Dominik Zechner’s research and teaching are informed by modern and contemporary literature, literary theory, philosophy, media studies, and psychoanalysis.

His current book project, under contract with Palgrave Macmillan, is titled The Violence of Reading. Exploring the various ways in which the act of reading produces a body under duress, it reevaluates the relationship between textuality and violence, and more generally, language and pain. Drawing on structuralism, deconstruction, psychoanalysis, and affect theory, the project investigates forms of “linguistic pain” (Scarry; Butler; Hamacher) and the limits of their literary representability. Analyzing the constitution and de-constitution of the reader’s body (Barthes), it actualizes the discourse around the “allegory of reading” (de Man) as one in which the act of reading appears as a negotiation and mediation of a kind of textual suffering. The project brings together diverse texts from various traditions and offers close examinations of the rhetoric of masochism (Sacher-Masoch; Deleuze), the relation between reading and abuse (Jelinek), the sublime as a linguistic phenomenon (Kant; de Man), the “novel of the institution” (Musil; Campe), and literary suicide (Bachmann; Berryman; Okkervil River).

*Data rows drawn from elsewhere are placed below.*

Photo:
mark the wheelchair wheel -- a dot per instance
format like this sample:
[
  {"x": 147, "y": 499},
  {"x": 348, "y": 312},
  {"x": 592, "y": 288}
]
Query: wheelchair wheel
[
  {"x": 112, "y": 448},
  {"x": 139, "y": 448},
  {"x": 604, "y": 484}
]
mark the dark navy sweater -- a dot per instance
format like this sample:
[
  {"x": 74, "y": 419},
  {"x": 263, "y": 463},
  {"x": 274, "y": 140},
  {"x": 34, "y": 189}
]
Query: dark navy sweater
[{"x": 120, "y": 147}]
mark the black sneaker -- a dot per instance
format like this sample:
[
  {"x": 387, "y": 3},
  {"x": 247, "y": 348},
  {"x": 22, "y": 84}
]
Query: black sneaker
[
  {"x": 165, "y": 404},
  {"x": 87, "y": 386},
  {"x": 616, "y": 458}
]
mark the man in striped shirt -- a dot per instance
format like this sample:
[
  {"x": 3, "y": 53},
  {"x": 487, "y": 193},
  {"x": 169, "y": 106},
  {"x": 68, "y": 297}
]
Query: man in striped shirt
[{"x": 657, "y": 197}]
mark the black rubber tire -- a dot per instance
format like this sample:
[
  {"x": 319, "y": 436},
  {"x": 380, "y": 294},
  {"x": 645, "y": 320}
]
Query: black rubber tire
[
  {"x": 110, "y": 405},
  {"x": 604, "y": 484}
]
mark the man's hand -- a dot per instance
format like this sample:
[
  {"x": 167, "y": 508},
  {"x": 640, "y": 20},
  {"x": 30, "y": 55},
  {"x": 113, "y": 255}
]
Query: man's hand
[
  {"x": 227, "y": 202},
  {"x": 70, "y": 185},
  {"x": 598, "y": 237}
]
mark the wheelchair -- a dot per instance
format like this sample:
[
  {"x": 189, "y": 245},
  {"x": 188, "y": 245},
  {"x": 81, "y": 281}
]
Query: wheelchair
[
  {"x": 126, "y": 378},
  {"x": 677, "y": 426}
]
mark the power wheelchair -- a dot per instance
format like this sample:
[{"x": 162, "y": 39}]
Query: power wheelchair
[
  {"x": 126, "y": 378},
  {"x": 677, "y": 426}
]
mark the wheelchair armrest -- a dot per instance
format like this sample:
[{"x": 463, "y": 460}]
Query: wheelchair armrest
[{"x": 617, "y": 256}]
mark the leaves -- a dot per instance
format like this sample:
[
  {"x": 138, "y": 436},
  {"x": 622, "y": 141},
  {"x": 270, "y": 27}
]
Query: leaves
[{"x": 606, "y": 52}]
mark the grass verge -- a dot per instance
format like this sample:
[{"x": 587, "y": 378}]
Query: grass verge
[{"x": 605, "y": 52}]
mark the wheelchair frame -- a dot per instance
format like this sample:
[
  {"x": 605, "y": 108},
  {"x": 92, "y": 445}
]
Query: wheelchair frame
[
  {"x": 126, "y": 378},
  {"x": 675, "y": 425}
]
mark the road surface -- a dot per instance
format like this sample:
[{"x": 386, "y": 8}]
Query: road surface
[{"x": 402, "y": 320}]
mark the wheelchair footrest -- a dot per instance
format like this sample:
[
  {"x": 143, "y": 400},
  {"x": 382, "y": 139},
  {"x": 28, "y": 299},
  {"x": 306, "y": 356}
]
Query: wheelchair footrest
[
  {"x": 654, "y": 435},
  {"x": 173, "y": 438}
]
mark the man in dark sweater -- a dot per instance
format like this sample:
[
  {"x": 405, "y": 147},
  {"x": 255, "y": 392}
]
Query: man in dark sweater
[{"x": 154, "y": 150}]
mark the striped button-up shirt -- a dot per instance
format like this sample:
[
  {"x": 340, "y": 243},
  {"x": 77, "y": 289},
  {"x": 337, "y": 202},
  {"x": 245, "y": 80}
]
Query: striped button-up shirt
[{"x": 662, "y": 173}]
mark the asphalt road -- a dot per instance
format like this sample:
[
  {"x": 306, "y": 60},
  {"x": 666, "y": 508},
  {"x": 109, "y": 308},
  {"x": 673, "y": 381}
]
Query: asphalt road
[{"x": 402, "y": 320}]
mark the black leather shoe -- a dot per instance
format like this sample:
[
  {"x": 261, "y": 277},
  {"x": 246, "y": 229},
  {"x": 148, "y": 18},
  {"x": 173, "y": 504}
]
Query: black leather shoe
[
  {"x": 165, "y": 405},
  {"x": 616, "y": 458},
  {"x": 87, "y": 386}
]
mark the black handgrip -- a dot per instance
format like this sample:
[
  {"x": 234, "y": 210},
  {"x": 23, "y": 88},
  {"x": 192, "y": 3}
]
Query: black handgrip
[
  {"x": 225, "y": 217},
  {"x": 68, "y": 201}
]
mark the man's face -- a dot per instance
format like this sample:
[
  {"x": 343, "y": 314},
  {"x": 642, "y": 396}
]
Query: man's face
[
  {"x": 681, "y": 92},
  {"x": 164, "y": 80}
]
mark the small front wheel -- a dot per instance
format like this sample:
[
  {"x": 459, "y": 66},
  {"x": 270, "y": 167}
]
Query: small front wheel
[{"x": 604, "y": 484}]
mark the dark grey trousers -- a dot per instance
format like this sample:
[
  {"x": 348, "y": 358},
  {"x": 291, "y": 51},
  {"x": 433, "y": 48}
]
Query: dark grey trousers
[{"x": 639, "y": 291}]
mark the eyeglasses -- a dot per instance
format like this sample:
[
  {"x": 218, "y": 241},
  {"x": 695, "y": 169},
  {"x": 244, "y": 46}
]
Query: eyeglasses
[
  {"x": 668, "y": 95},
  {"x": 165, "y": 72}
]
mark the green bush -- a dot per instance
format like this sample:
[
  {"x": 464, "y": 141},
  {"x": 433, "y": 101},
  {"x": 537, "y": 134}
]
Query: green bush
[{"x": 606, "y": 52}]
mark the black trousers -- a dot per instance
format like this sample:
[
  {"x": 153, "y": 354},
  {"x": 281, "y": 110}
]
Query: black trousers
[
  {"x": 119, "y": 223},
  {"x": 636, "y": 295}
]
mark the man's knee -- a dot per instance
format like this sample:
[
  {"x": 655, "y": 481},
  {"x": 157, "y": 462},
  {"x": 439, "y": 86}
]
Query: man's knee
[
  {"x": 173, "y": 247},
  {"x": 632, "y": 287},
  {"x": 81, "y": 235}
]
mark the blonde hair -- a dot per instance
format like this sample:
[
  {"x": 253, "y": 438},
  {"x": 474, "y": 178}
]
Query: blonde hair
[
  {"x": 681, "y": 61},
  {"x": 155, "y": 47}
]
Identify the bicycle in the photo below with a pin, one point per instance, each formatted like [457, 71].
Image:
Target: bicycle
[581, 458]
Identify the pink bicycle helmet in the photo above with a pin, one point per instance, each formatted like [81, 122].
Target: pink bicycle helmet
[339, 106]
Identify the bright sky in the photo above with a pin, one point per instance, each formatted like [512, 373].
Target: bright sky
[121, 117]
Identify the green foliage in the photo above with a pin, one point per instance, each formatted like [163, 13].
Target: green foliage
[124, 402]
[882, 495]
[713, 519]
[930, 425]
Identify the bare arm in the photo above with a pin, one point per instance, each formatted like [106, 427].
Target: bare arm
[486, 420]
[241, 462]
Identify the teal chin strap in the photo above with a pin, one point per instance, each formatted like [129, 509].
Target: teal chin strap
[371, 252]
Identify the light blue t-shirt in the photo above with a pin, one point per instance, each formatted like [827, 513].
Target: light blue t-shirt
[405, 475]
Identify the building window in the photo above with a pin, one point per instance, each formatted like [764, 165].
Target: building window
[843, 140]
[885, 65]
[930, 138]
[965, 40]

Prof. Zechner is also the co-editor of two collected volumes. Forces of Education: Walter Benjamin and the Politics of Pedagogy (Bloomsbury 2023) comprehensively investigates Benjamin’s early writings on school reform and educational critique. A second collection, Thresholds, Encounters: Paul Celan and the Claim of Philology (SUNY 2023), is dedicated to the relationship between Celan’s poetry and the Western philosophical tradition. In addition, Zechner is the editor of a special issue of Modern Language Notes (“What is a Prize?” vol. 131.5, 2016), which analyzes the rhetoric of literary prizes and their surrounding economy of prestige, and the co-editor of a special issue of parallax (“Initiations: The Pitfalls of Beginning,” vol. 28.3, 2022), dedicated to the problem of textual openings and first lines.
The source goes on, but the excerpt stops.